It can be tough to initially recognize the signs of unhappy employees in an organization, particularly if you don’t gather feedback such as onboarding and exit surveys.
Not recognizing these signs early on can be problematic, and it erodes your corporate culture and ultimately the ability of your business to remain competitive.
The effects of unhappy employees can be wide-reaching.
Even just a few unhappy employees impact culture as well as customer service and innovation. When employees are unhappy or they’re surrounded by unpleasant energy, they’re not going to be as creative or collaborative, both of which are essential to innovation.
If any employee, including those employees who work more behind the scenes and maybe don’t even interact with clients, is unhappy, it’s going to influence everything. Everyone needs to feel like they’re valued in the workplace.
Happy employees are more likely to go out of their way to help both a coworker and a customer. They’re also more likely to embody corporate values, and they’re going to be a reflection of your brand outwardly and also your employer brand.
Your employer brand is what allows you to acquire and retain the best talent, and an inability to do that is one of the biggest headwinds a lot of companies face right now.
According to Huff Post, unhappy employees cost companies billions of dollars a year in lost revenue as well as damages and settlements.
Disgruntled and miserable employees are going to cause productivity to take a hit, and the negligence of employees who aren’t happy can increase the risk of accidents and hazards in the workplace. You’re also not going to have the benefits of employees who serve as brand ambassadors.
Recognizing the red flags of unhappy employees early on and taking steps to remedy the issue is essential.
The following are some of the potential signs that employees are less-than-satisfied.
Employees Don’t Seem Like They’re Friendly with One Another
As long as it’s not crossing any boundaries or interrupting work, it’s good for employees to be friends with one another. This shows there’s a bond and that employees enjoy being around each other.
Friendliness among employees can promote communication and collaboration, and it’s a general reflection of a positive culture.
This doesn’t mean everyone has to be best friends, but if there’s not at least some semblance of comradery, it may be a reflection of a deeper issue.
Limited personal engagement can be one of your first red flags that something’s amiss culturally
They’re Just Skating By
Yes, employees want work-life balance, and they have things they love outside of their job, but employees should have some sort of interest in improving their position at work and thriving.
Employees who are always watching the clock or are just doing the bare minimum to get by are likely unhappy.
A happy employee is going to want to thrive and do their best work. They’re going to take joy in the projects they take on and the results they achieve.
Every employee is not going to operate at a peak productivity level every day, but overall you should see signs that your employees want to work and want to go above and beyond.
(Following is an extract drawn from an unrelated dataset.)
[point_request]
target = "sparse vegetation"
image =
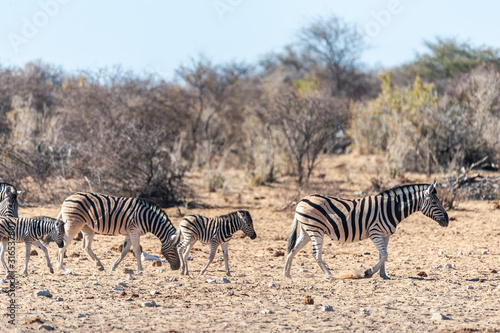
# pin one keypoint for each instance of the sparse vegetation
(121, 133)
Coming In Late and Leaving Early
Again, occasionally being late or leaving early isn’t indicative of a large-scale problem. If it’s happening a lot and it’s happening among multiple employees, it probably is.
When employees are engaged with what they’re working on, and they enjoy their job, there might be times where they choose to stay a little later or come in a little earlier. They’re excited to move forward on what they’re working on.
If employees aren’t happy, they quite literally want to be anywhere but at work.
New Ideas Aren’t Introduced
It almost always goes that happy employees are more innovative. This is often because they’re comfortable sharing their ideas and offering feedback. Unhappy employees may not be willing to give ideas or feedback, and this is going to hamper innovation and growth.
Toxic behaviors can mean many different things in the workplace, but when unhappy employees reach a point of serious decline, their toxic behaviors will often start taking over the workplace.
Toxicity at work might include perpetual complaining, gossiping, or a lack of transparency.
Someone who isn’t happy might put down the ideas of others or be unwilling to listen to anything other people have to say.
Toxicity can spread fast if it’s not dealt with appropriately.
What Can You Do?
So what should you do if you start noticing the signs of discontent in your workplace?
First and foremost, go to the employees you notice it from most and talk to them. You may be able to get to the root of the issue faster than you think. For example, maybe employees feel like their job is a dead-end, and there’s no room for growth.
If this is the case, maybe you work on strengthening your employee development program and offer more opportunities for continual learning.
Maybe the issue is that employees don’t feel appreciated, and if this is the case, start building out a more robust system of employee recognition.
Often with unhappy employees, the changes that you need to make aren’t necessarily going to be especially burdensome or expensive. The biggest challenge is typically recognizing there is an issue and then being willing to work on it.
If you don’t yet see signs of unhappy employees but want to ensure you maintain a positive culture, engage with your employees regularly. Become a more transparent leader and ask for feedback in different formats so you can be the first one to identify an issue before it becomes a bigger problem.
You can’t thrive or even survive as a company with unhappy employees, and this is something organizations have seen increasingly in recent years, particularly when faced when skilled talent shortages across the board.